By putting apps behind Okta, IT gains some security measures. Okta provides the same kind of data protection for a consumer app as with a traditional one.
"By bringing it under the umbrella of Okta and your other management systems like AD (Active Directory), once an account gets de-provisioned, they lose the access to their data and those applications, so they can't take it with them," says Karen Huffman, manager of SaaS, cloud apps and collaborative technologies at National Geographic.
Security Risks Come From Surprising Places
These security measures aside, an open door policy for consumer apps surely invites risk. After all, sensitive data can find its way into personal cloud storage and file-sharing services and out of IT's control.
You'd probably never guess who some of the worst offenders are.
A recent Workshare survey found that nearly seven out of 10 employees use free file sharing services to share corporate documents. A whopping 88 percent of employees in legal and professional services lead the pack, followed by 78 percent in financial services. (For more on Workshare's survey findings, check out this infographic.)
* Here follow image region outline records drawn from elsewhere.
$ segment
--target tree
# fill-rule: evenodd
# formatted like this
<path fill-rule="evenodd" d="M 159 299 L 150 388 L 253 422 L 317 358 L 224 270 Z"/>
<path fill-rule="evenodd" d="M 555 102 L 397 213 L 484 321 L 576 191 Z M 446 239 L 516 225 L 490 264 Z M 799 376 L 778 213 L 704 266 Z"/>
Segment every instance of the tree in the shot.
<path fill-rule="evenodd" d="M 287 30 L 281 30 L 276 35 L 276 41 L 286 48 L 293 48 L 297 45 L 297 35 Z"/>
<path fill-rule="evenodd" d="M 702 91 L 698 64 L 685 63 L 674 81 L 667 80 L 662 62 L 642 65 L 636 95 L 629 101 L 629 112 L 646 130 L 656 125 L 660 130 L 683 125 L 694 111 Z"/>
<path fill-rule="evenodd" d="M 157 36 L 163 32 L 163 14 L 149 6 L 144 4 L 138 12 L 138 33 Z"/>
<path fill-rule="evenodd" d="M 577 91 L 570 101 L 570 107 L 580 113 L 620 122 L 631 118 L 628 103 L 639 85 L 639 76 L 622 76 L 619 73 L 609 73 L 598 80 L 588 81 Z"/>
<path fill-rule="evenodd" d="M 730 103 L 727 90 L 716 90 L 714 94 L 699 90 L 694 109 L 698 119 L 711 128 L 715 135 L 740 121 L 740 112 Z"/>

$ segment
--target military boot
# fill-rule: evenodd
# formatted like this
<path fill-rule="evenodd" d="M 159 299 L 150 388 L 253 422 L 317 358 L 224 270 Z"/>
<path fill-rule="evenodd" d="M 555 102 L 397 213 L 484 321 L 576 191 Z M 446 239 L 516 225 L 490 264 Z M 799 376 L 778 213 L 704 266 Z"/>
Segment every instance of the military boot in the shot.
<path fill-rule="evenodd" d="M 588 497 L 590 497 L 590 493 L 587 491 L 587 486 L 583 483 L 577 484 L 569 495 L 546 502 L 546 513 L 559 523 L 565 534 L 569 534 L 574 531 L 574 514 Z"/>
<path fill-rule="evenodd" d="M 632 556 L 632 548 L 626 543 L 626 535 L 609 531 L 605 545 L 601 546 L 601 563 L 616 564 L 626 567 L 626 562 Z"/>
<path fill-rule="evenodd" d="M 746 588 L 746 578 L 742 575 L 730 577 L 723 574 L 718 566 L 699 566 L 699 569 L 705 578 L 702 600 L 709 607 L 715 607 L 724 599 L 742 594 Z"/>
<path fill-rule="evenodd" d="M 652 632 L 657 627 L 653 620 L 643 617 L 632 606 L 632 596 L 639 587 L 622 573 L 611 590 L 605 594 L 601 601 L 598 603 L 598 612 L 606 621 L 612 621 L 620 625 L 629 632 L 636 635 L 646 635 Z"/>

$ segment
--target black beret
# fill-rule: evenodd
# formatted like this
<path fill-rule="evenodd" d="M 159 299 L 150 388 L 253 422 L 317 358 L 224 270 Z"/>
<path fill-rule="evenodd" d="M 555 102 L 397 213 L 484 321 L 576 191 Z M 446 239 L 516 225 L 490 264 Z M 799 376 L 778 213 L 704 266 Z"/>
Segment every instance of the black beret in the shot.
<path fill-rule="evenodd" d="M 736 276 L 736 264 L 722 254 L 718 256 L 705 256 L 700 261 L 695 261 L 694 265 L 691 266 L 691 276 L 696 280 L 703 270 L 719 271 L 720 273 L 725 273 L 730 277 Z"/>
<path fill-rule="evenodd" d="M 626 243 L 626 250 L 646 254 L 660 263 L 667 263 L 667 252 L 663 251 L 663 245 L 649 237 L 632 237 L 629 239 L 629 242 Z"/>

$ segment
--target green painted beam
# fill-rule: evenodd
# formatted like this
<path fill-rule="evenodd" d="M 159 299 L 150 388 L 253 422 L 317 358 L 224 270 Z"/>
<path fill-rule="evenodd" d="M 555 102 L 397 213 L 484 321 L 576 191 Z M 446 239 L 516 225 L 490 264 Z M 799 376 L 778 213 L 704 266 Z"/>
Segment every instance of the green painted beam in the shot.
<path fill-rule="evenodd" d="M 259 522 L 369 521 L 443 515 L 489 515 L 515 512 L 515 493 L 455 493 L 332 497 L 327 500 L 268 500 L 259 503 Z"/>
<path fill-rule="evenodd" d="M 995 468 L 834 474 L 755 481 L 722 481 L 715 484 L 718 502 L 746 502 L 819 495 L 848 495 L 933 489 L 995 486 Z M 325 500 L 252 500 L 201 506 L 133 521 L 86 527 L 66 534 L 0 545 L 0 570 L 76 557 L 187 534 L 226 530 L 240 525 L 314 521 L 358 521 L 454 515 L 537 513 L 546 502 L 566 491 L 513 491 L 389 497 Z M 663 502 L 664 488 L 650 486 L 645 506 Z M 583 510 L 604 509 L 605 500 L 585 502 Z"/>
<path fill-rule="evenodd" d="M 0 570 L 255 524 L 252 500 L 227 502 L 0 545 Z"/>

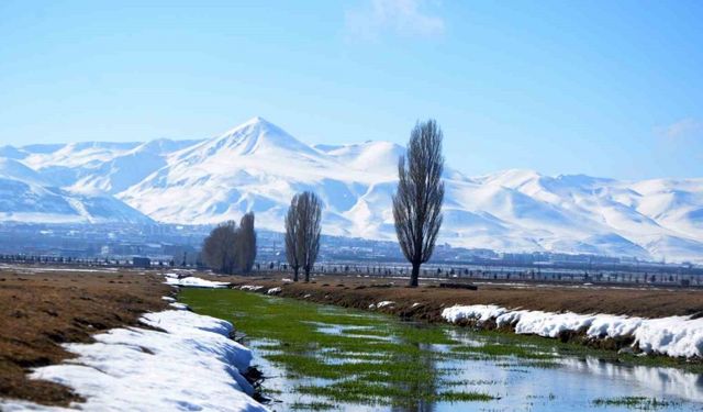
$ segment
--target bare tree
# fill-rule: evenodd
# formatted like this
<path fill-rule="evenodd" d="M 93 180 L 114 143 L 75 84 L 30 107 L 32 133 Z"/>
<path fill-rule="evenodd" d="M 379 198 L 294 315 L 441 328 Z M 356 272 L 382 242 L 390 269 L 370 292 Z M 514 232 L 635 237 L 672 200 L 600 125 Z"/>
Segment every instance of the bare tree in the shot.
<path fill-rule="evenodd" d="M 298 271 L 300 270 L 300 260 L 298 260 L 298 236 L 300 233 L 298 220 L 298 198 L 295 194 L 290 201 L 290 208 L 286 214 L 286 259 L 293 269 L 293 281 L 298 281 Z"/>
<path fill-rule="evenodd" d="M 305 281 L 310 281 L 317 254 L 320 253 L 320 235 L 322 233 L 322 203 L 313 192 L 305 191 L 298 200 L 298 219 L 300 220 L 300 263 L 305 272 Z"/>
<path fill-rule="evenodd" d="M 228 221 L 210 232 L 202 247 L 205 265 L 222 274 L 233 274 L 236 267 L 237 224 Z"/>
<path fill-rule="evenodd" d="M 301 268 L 305 281 L 310 281 L 310 271 L 320 253 L 321 223 L 320 198 L 310 191 L 295 194 L 286 215 L 286 257 L 293 269 L 294 281 Z"/>
<path fill-rule="evenodd" d="M 252 271 L 256 259 L 256 231 L 254 230 L 254 212 L 242 216 L 236 242 L 237 268 L 245 274 Z"/>
<path fill-rule="evenodd" d="M 429 260 L 442 226 L 444 182 L 442 130 L 434 120 L 417 122 L 408 144 L 408 159 L 398 162 L 398 190 L 393 194 L 393 219 L 398 242 L 413 270 L 416 287 L 420 266 Z"/>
"So the legal department hates Google Drive, they won't use it," Backer says. "But they actually really like Dropbox, because they can put in all their stuff and mark changes. Isn't that crazy?"
Taking the IT Out of IT
For years, CIOs have used security requirements as a top reason why technology must flow through their office. But National Geographic's IT department has given up on this tactic. Instead, IT mostly relies on business unit managers to make sure their workers are doing the right thing when it comes to technology in the workplace.
Sure, the IT department educates users through short videos and cool pictorials rather than wordy guides—after all, it is National Geographic. But by letting business units work things out, IT shakes off its draconian reputation shrouded in complicated technical jargon and instead becomes a trusting and supportive partner.
In other words, you can get further with a whimper than a roar.
"I think IT talks too IT-ish," Huffman says.